THURSDAY PRAYER: MALCHUT-TIKKUN CHATZOT תקון חצות – LESSON WITH RAV MICHAEL LAITMAN
READING: BETWEEN AFTER MIDNIGHT AND DAWN THURSDAY
Prayer
Tish Friday Nov. 23, 2018
1. Rabash. Article 36. Who Hears a Prayer
“Hears a prayer.” There is a question: Why is prayer written in singular form if the Creator hears prayers, as it is written, “For you hear the prayer of every mouth of Your people Israel with mercy”? We should interpret that we have only one prayer to pray—to raise the Shechina [Divinity] from the dust, and by this all the salvations will come.
2. Rabash. Article 217. Run My Beloved
It is a great rule that the person himself is called “a creature,” meaning only he alone. Other than him it is already considered the holy Shechina. It follows that when he prays for his contemporaries, it is considered that he is praying for the holy Shechina, who is in exile and needs all the salvations. This is the meaning of eternity, and precisely in this matter, the light of mercy can be revealed.

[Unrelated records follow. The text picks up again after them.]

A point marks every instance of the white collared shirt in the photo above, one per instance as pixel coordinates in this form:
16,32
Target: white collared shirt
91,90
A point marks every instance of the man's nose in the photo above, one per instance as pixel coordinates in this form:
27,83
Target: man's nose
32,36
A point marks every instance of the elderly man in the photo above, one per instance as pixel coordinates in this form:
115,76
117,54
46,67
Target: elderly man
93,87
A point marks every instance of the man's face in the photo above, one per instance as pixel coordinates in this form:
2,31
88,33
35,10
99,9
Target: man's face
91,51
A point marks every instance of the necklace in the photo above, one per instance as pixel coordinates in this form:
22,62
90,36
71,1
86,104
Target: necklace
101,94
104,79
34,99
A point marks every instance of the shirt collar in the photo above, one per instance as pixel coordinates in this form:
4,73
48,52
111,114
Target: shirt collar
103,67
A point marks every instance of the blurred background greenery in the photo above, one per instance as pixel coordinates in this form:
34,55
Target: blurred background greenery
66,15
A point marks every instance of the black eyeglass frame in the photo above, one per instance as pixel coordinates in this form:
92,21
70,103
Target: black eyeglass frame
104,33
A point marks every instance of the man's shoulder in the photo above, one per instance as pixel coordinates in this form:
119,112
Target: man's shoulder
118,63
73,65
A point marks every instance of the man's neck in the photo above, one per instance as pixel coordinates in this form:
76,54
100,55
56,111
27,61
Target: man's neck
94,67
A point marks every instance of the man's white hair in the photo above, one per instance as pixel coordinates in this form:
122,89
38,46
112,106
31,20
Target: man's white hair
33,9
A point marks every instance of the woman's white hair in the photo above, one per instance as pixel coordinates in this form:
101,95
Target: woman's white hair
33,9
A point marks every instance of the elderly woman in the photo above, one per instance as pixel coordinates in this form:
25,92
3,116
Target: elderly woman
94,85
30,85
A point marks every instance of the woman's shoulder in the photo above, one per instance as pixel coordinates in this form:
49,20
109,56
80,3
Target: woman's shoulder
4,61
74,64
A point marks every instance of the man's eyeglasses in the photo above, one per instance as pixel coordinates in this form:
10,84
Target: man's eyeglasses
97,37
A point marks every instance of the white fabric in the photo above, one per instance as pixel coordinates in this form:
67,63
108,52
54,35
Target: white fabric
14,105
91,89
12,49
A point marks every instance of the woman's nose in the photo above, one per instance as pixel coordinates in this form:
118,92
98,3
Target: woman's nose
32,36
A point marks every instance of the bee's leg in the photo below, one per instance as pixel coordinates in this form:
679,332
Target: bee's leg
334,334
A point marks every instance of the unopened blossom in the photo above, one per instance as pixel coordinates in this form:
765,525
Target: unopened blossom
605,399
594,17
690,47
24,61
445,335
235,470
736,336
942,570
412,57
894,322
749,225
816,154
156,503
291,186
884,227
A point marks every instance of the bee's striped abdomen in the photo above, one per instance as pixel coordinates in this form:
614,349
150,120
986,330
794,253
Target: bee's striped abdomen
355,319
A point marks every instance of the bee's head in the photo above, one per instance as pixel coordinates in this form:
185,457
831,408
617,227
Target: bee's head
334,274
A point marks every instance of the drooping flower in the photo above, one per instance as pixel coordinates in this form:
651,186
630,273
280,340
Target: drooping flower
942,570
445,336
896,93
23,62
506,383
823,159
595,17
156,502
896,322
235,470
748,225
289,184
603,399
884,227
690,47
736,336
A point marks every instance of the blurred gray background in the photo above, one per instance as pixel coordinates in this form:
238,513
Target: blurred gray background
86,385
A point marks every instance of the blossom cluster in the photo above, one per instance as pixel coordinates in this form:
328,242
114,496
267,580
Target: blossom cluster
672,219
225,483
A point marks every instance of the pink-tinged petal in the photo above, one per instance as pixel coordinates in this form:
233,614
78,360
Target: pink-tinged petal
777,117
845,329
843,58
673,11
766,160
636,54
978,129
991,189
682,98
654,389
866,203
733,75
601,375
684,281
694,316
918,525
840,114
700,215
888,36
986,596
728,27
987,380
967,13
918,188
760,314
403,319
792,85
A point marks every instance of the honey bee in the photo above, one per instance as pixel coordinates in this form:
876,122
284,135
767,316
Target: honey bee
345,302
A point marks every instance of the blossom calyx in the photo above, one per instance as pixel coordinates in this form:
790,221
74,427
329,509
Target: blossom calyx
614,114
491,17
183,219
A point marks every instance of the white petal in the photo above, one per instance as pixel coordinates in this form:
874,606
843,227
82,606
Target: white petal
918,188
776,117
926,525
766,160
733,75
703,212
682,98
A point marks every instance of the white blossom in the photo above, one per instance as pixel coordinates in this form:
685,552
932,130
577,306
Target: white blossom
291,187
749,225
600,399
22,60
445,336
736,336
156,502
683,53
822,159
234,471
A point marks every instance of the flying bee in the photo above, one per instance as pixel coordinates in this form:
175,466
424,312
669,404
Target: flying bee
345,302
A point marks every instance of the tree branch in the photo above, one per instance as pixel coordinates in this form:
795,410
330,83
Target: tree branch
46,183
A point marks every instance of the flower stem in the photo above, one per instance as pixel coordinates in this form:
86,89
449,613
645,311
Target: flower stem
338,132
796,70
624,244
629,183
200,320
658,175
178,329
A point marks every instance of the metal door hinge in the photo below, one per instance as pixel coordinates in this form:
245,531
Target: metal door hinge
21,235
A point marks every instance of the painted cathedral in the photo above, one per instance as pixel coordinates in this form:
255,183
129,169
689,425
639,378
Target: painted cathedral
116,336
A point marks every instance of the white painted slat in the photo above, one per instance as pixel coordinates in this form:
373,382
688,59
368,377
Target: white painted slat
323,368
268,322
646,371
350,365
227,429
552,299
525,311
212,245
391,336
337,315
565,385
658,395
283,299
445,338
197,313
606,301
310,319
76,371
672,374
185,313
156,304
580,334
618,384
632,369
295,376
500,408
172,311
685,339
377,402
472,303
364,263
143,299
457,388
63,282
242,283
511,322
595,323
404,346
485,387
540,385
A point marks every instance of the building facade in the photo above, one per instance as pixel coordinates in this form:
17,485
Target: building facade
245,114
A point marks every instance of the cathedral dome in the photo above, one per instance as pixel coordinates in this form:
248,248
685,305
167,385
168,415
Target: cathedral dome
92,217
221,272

3. Rabash. Article 106. The Ruin of Kedusha [Holiness]
However, one must not ask the Creator to bring him closer to Him, as it is insolence on the part of man, for in what is he more important than others? However, when he prays for the collective—which is Malchut, called “assembly of Israel,” the sum of the souls—that the Shechina [Divinity] is in the dust, and he prays that she will rise, meaning that the Creator will light up her darkness, then all of Israel will rise in degree, too, including the beseeching person, who is included in the collective.
4. Likutey Halachot [Assorted Rules], “Synagogue Rules,” Rule One
The prime ascension of the soul and its completeness is when all the souls merge and become one, for then they rise to the Kedusha [holiness], since the Kedusha is one. Therefore, the prayer, which is regarded as the soul, depends primarily on the unity of souls. For this reason, a prayer is mainly in public and not alone, so that one will not be separated and alone, as this is the opposite of Kedusha. Rather, we must unite the holy congregation together and become one, and this is a prayer in public, and specifically in the synagogue, for there the souls gather. This is the completeness of the prayer.